Liu L-F, Qin Q, Qian Z-H, Shi M, Deng Q-C, Zhu W-P, Zhang H, Tao X-M, Liu Y
Department of Obstetrics and Gynecology, the Second Affiliated Hospital of Soochow University, Suzhou, China.
Eur Rev Med Pharmacol Sci. 2014;18(23):3681-6.
To investigate the mechanism of melatonin (MT) protection of adult rate myocardial ischemia-reperfusion injury and its influence on rat's hemodynamic recovery.
48 rats were randomly divided into MT group (n=36) and the control group (n=12), MT group was divided into three sub-groups according to different dosages: Group I (n=12) was administered with 2.5 mg/kg MT; Group II (n=12) was administered with 5 mg/kg MT; Group III (n=12) was administered with 10 mg/kg MT. The electrocardiogram of four groups was observed with the left coronary artery blocked for 10min at first and then reperfused for 15min. Hemodynamic evolving was observed and changes in energy metabolism of rat myocardium were monitored. TUNEL and immunohistochemistry were applied to detect the cell apoptosis index, protein expression of Bcl-2 and Bax.
LVDP (left ventricular developed pressure) and ± dp/dt in MT group presented better recovery at various time points than the control group. Among them, Group III had the optimal recovery degree (p < 0.05). After MT administration, ATP content in myocardial cells in MT group was significantly higher than the control group. Compared with the control group, the concentration of mitochondrial MDA and Ca2+ in myocardial cells in MT group showed a downward trend. But its GSH concentration was significantly higher than the control group (p < 0.05). The improvement degree of ATP, MDA, GSH and Ca2+ concentration in Group II over-performed Group I (p < 0.05). MT-intervened myocardial apoptosis index (AI) and Bax positive expression index declined while Bcl-2 positive expression index increased (p < 0.01).
MT effectively inhibited myocardial apoptosis during the myocardial ischemia-reperfusion of rats, protected the structural integrity of mitochondria in myocardial cells, promoted ATP synthesis, and avoided heart damage in many ways. This protection mechanism was related with anti-oxidative damage. Meanwhile, MT could promote the hemodynamic recovery after myocardial ischemia-reperfusion in rats.
探讨褪黑素(MT)对成年大鼠心肌缺血再灌注损伤的保护机制及其对大鼠血流动力学恢复的影响。

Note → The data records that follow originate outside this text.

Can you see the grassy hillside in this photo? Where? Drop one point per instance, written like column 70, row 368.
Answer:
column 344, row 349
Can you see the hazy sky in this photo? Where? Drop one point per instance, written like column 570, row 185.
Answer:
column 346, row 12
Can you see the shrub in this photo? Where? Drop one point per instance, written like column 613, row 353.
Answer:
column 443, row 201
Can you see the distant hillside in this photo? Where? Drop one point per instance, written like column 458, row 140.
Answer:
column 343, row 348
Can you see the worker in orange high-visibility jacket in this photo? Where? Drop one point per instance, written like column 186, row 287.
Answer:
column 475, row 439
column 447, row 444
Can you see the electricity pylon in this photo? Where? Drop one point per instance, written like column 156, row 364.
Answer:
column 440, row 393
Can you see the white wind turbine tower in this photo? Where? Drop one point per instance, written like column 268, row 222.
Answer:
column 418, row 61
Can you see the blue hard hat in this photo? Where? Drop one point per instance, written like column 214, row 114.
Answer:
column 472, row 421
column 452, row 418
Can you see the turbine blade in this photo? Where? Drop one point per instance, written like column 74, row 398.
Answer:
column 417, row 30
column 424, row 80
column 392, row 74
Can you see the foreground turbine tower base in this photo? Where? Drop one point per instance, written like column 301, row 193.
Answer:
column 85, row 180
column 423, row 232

48只大鼠随机分为MT组(n = 36)和对照组(n = 12),MT组根据不同剂量分为三个亚组:I组(n = 12)给予2.5mg/kg MT;II组(n = 12)给予5mg/kg MT;III组(n = 12)给予10mg/kg MT。首先结扎左冠状动脉10分钟,然后再灌注15分钟,观察四组的心电图。观察血流动力学变化,并监测大鼠心肌能量代谢的变化。采用TUNEL法和免疫组化法检测细胞凋亡指数、Bcl-2和Bax蛋白表达。
MT组左室舒张末压(LVDP)及±dp/dt在各时间点的恢复情况均优于对照组。其中,III组恢复程度最佳(p < 0.05)。给予MT后,MT组心肌细胞内ATP含量显著高于对照组。与对照组相比,MT组心肌细胞线粒体MDA和Ca2+浓度呈下降趋势。但其GSH浓度显著高于对照组(p < 0.05)。II组ATP、MDA、GSH和Ca2+浓度的改善程度优于I组(p < 0.05)。MT干预后心肌凋亡指数(AI)和Bax阳性表达指数下降,而Bcl-2阳性表达指数升高(p < 0.01)。
MT能有效抑制大鼠心肌缺血再灌注过程中的心肌细胞凋亡,保护心肌细胞线粒体结构完整性,促进ATP合成,从多方面避免心脏损伤。这种保护机制与抗氧化损伤有关。同时,MT可促进大鼠心肌缺血再灌注后血流动力学的恢复。